Uber Technologies (UBER)
Three weeks ago, I wouldn’t have touched Uber with a 10-foot pole. But much has changed.
The primary reason for my about-face was the massive gap on Sept. 21 that single-handedly reversed the downtrend. Volume eclipsed 100 million shares, marking the highest volume session of the year. This wasn’t some retail-driven micro-rally but an institutional-led influx.
Given the strength of the ramp, I’m inclined to believe the new uptrend will have staying power. And that makes me a buyer of dips.
Over the past three days, UBER stock has retreated three sessions, ending with a doji on Thursday. This morning’s gap higher is confirming a new upswing is beginning. I would build a directional play in a healthier environment, but to respect the broader market correction, we’re taking the higher probability route with a naked put play.
If you think UBER can stay above $37.50 for the next month, enter the following play.
The Trade: Sell the November $37.50 puts for 50 cents.

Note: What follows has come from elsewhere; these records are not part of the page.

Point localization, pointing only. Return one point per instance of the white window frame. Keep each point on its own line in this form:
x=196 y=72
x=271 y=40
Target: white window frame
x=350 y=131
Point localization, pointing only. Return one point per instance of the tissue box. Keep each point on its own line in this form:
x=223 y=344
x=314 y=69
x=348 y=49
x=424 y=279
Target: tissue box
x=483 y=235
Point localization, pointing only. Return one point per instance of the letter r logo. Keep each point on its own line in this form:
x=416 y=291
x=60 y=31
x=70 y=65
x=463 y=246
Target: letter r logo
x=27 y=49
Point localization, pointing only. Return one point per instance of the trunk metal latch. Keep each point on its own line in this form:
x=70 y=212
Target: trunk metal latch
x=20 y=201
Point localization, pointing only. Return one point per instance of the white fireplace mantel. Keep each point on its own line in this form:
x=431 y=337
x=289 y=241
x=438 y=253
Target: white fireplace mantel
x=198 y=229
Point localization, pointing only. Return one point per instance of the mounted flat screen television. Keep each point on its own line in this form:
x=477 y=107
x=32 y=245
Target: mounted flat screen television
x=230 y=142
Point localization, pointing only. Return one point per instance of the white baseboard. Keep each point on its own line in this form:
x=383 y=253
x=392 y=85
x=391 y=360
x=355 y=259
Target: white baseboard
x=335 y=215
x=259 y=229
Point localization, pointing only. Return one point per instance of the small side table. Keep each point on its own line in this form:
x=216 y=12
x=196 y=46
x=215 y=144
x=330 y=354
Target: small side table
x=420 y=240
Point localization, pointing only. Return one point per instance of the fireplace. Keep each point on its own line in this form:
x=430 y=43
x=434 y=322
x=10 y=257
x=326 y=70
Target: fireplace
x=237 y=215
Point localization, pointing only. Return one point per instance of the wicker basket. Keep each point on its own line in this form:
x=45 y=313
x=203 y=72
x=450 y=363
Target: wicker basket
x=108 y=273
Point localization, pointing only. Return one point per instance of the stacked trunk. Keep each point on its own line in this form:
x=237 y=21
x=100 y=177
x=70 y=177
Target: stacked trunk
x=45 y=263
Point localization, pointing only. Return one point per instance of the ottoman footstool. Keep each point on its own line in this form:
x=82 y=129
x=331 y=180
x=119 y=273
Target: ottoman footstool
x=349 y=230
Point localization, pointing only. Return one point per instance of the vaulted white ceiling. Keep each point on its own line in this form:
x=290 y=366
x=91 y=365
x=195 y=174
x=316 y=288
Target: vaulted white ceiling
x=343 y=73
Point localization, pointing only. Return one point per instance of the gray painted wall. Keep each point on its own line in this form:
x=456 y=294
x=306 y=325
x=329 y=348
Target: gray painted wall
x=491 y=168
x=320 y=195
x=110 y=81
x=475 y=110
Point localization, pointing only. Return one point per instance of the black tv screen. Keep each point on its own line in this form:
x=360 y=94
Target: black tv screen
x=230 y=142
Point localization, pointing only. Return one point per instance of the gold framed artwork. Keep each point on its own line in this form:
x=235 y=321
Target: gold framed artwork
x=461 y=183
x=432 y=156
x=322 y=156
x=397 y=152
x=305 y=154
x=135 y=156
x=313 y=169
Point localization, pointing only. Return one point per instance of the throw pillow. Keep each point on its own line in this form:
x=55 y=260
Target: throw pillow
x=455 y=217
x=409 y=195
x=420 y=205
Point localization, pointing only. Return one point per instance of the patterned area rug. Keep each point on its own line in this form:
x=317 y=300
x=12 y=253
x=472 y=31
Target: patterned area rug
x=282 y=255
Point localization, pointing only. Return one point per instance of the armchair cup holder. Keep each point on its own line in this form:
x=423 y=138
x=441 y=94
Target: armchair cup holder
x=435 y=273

Stocks to Buy: Marathon Oil (MRO)
If there’s one sector that has shone brightest during the recent drama, it’s energy. And that makes it an obvious place to look for stocks to buy.
You can thank the strength in crude oil for the sector’s spunk. Oil prices are back to testing major resistance near $75 and haven’t budged in recent days, despite the thrashing suffered by equities.
There are a lot of good-looking energy stocks right now, but I’d suggest taking a good look at Marathon Oil. Its share price is flirting with a major breakout over $14. This zone has provided stiff resistance for the past five months. Once we take it out, I suspect buyers will come running.
Additionally, the cheap price tag of MRO stock makes it a great candidate for selling puts. The margin requirement is low, and the potential return is juicy.
The Trade: Sell the November $12 naked put for 36 cents.
On the date of publication, Tyler Craig did not have (either directly or indirectly) any positions in the securities mentioned in this article. The opinions expressed in this article are those of the writer, subject to the InvestorPlace.com Publishing Guidelines.